LOS ANGELES, CA - FEBRUARY 05: Kyle Busch (#18 Joe Gibbs Racing M&M's Toyota) and Denny Hamlin (#11 Joe Gibbs Racing FedEx Express Toyota) answer questions for a media press conference during the Busch Light Clash at The Coliseum NASCAR Cup Series race on February 05, 2022, at the Los Angeles Memorial Coliseum in Los Angeles, CA.
(Photo by Chris Williams/Icon Sportswire via Getty Images)

Kyle Busch Sounds off on Denny Hamlin Embracing 'Villain' Role

Kyle Busch knows plenty about being a race driver who is viewed as a villain by the fans of NASCAR. Luckily for him since leaving Joe Gibbs Racing and moving to the No.8 car at Richard Childress Racing, Busch no longer has to play that role.

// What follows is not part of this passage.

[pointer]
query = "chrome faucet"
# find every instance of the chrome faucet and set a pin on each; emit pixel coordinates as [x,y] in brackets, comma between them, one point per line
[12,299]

Busch has found enjoyment in seeing Denny Hamlin become the sport's new villain. This past weekend at Texas Motor Speedway, Kyle Dalton from sportscasting.com asked Busch about how Hamlin has taken that role and run with it.

"When you're in that spot like I was, and I guess Denny is, you've got to do what Denny is doing," Busch said. "I mean it's perfect. You've got to play with it and just go with it and roll with it. I did. There were so many quotes in the years past when I was talking about (Dale Earnhardt) Jr. Nation and other stuff. Trust me, you're never going to win those battles. They're hard, hard, hard, hard to win."

Busch, who has been viewed as a villain in the sport for most of his historic career, has really been surprised by how many fans who used to boo him non-stop have completely changed their tune. Especially when he first started racing at a high level in NASCAR, he never really deserved the booing, and he talked about how he didn't stand much of a chance with the fans because how his older brother Kurt was viewed in NASCAR in those early years.

"I don't know if I've ever been in this spot because when I first came into the sport... my brother had made a lot of enemies both on and off the racetrack, so I was kind of thrown into that right off the bat," Busch said.

While Busch is amused by the change in fans' allegiances, he is glad to see Hamlin embracing the hate. That doesn't mean that Hamlin will hold the title of most hated, as Busch thinks he could easily put himself back in that position.

Though Busch might be right, Hamlin has done a lot to keep the new title as most NASCAR fans' Public Enemy No. 1.